I received the barrel 4 months before I was able to fill it. Plenty of time for the staves to dry out. That doesn’t include how long it was empty prior to the barrel being sold. So now I have a dry leaky barrel that can’t fill with beer.
So I decided to try to force the barrel to be filled. The hot water should swell the staves. I boiled water and continued to attempt to fill the barrel to the top. The leaking continually slowed but did not stop over the following 24 hours. I was topping off the barrel at least every 2-3 hours except overnight.
The other thing I was trying was tapping on problem staves with a mallet. This was another solution that the internets taught me. How well this worked is unknown. But it did help me feel better as I smacked the barrel that would not let me put beer in it. I was nervous about hitting it too hard so I’m not sure if I did any real good with the mallet.
So I’m 24 hours in to trying to fill the barrel and I can’t stop the leak. The internet has not been helpful and I’m reduced to putting random words together that are related to barrels to try to find something to help me stop the leak. Finally I came across an article from WineMaker magazine. It contained tips for new barrels and used barrels and at least gave me something new to try.
The new technique consisted of filling the barrel about 20% full with hot, steamy water, shaking the barrel to get the steam to penetrate the staves, and setting the barrel on its end to swell the head of the barrel. Repeat for the other barrel head. If that doesn’t work then soak the barrel.
I was already soaking the barrel with only limited success so it seemed foolish not to try it. Before I could do this I needed to empty the barrel. The leak was slowing at this point so the barrel still contained about 2 gallons of water. As I emptied the barrel my garage immediately smelled like bourbon. All of this soaking was stripping the barrel of some of its bourbon character.
Thankfully this new technique finally sealed the barrel. I tested it again by filling it with water. Finally I could drain the barrel and fill it with beer! I had the Russian imperial stout ready in a keg and used my Blichmann beer gun to fill the barrel gently. Being in the barrel would introduce enough oxygen. I wanted to add the beer gently so I did not make the oxygen impact more dramatic.

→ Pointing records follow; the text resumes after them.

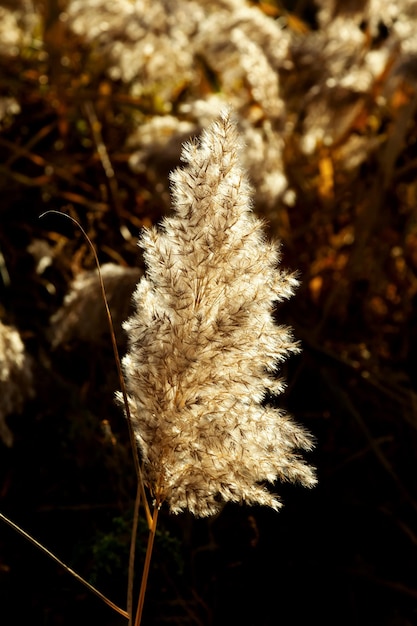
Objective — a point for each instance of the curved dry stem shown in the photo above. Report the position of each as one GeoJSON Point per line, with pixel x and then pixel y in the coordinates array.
{"type": "Point", "coordinates": [66, 568]}
{"type": "Point", "coordinates": [148, 556]}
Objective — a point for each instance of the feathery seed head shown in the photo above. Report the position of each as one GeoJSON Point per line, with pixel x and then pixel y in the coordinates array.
{"type": "Point", "coordinates": [204, 346]}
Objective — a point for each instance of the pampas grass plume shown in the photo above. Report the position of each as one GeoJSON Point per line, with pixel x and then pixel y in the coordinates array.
{"type": "Point", "coordinates": [203, 345]}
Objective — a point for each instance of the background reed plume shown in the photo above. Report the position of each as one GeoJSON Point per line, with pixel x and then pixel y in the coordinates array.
{"type": "Point", "coordinates": [204, 347]}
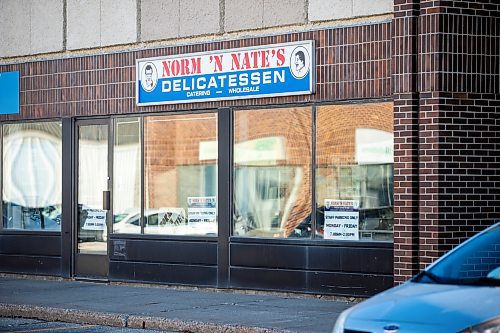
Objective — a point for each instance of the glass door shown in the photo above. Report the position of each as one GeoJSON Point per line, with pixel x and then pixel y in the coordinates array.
{"type": "Point", "coordinates": [92, 198]}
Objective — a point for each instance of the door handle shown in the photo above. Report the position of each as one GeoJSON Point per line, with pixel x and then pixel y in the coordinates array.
{"type": "Point", "coordinates": [106, 200]}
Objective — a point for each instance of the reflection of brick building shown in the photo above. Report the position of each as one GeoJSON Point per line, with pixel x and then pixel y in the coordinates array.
{"type": "Point", "coordinates": [171, 142]}
{"type": "Point", "coordinates": [427, 71]}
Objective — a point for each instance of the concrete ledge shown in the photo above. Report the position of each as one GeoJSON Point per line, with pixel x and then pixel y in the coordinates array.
{"type": "Point", "coordinates": [122, 320]}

So if I had to do it over again I would do the following for barrel prep:
- Partial fill with hot, steamy water. Shake the barrel. Set on barrel head. Repeat for opposite head.
- Overnight soak with hot water if needed.
- For obvious gaps or large leaks in the staves try tapping the staves or bands with a rubber mallet.
Now the wait has begun. I lost some of my barrel character through long hot water soaks, but I’m confident that I will still end up with a delicious beer. If anything this may have made the barrel aging process less stressful. I was worried that with the small barrel size it could impart too quickly and become overbearing. After this ordeal I am going to relax and enjoy what the barrel brings.